/Sentiment-analysis

Sentiment analysis with BERT

Primary LanguageJupyter Notebook

Sentiment analysis

This module performs sentiment analysis of a sentence in English or French, in the sense where it tells if the sentence is rather positive or negative. It contains a file with the necessary methods for preprocessing, a file with the methods to train and one with the methods to predict, along with two small script to test the training and the prediction.

It has been implemented and tested using python 3.7 and tensorflow 1.13.

For more explanation on BERT and how to use your model on a server, see https://medium.com/southpigalle/how-to-perform-better-sentiment-analysis-with-bert-ba127081eda.

Installation

You need to have the following libraries installed : numpy, pandas, json, sklearn, tensorflow, tensorflow-hub and bert

To install bert:

pip install bert-tensorflow

How to make predictions

This uses a model exported from a tensorflow estimator as a .pb file and two folders variables and assets (not provided here, see the train and export part for more details on how to create a new one).

First import the file:

import prediction

The class prediction.SinglePredict allows you to make prediction for a single sentence. Before using it, you have to call the static method initialize(), which will import the model and run it with a first sentence (the first prediction takes longer). The model is then marked as loaded and can be used with several instances of prediction.SinglePredict, without reloading it each time. You can specify two arguments:

  • model_path (string, default = 'model_dir'): path to the directory containing the model to be used.
prediction.SinglePredict.initialize()

Now you can create an instance of SinglePredict. It takes the following arguments:

  • sentence (string)
  • label_list (list, default = [0, 1]): list of possible classes for the sentence, usually [0, 1] or ['Negative', 'Positive'].
  • sequence_to_remove : list of regex you want to remove from the sentences
  • max_seq_length (int, default = 128): maximum number of tokens used for the prediction. If the sentence is longer, it's truncated.

Only the sentence argument is mandatory, the rest is optional.

sentence = "It is so beautiful here"
new_predict = prediction.SinglePredict(sentence, ["Neg", "Pos"])

To make prediction you can use one of the two codes below. The first one separates the processus in two methods calls, when the second one regroups them in one method, which will also print out the result. This code below preprocesses the sentence, transforms it in features understandable to bert, and makes the prediction. During preprocessing, the text is lowered, the mention with "@" and the urls in "www." and "https://" are removed, as well as the sequence passed as argument of the initializer. Furthermore, all non letters characters are removed. If the sentence is empty as the end of preprocessing, the attribute default_case is set to True so you can test it to make no prediction in that case and maybe return something different. If you are using the second technique here, a test is being made at the beginning of predict to avoid predicting for an empty string, so new_predict.predicted_class stays to None.

new_predict.preprocess()
if not new_predict.default_case:
    new_predict.predict()
    print(new_predict.predicted_class)
    # Pos
else:
    print("No prediction")


# OR :
new_predict.clean_and_predict()
# The predicted class is: Pos

To make a new prediction, you have to create a new instance of SinglePredict and rerun the code above.

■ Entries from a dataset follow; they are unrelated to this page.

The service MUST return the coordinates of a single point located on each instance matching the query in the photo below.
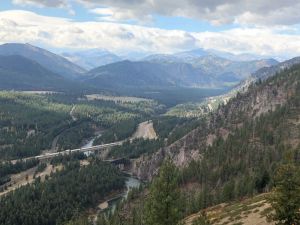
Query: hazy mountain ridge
(169, 71)
(47, 59)
(90, 59)
(262, 99)
(20, 73)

When you're done, execute the code below to close the tensorflow session.

prediction.SinglePredict.unload()

How to train and export

If you want to train a model on a new dataset, here's how.

The train.py file contains two classes: ClassifierModel and RangePredict. ClasssifierModel regroups all methods of the bert training procedure (explained in this tutorial: https://github.com/google-research/bert/blob/master/predicting_movie_reviews_with_bert_on_tf_hub.ipynb). You don't have to worry about it, except if you want to change the default parameters (in that case you obviously need to know which is used where). To pass modified parameters, you need to create a json with the format of default_params.json and pass the file as parameter of RangePredict.

All you need to do is the following. First import you dataset as a pandas dataframe, with a column for the sentences, and one for the labels (it can have additional columns, they will no be used by the trainer). See more details about the parameters of read_csv here : https://pandas.pydata.org/pandas-docs/stable/reference/api/pandas.read_csv.html#pandas.read_csv

import pandas as pd
df = pd.read_csv(str(file_path), sep=';', header=None, index_col=0)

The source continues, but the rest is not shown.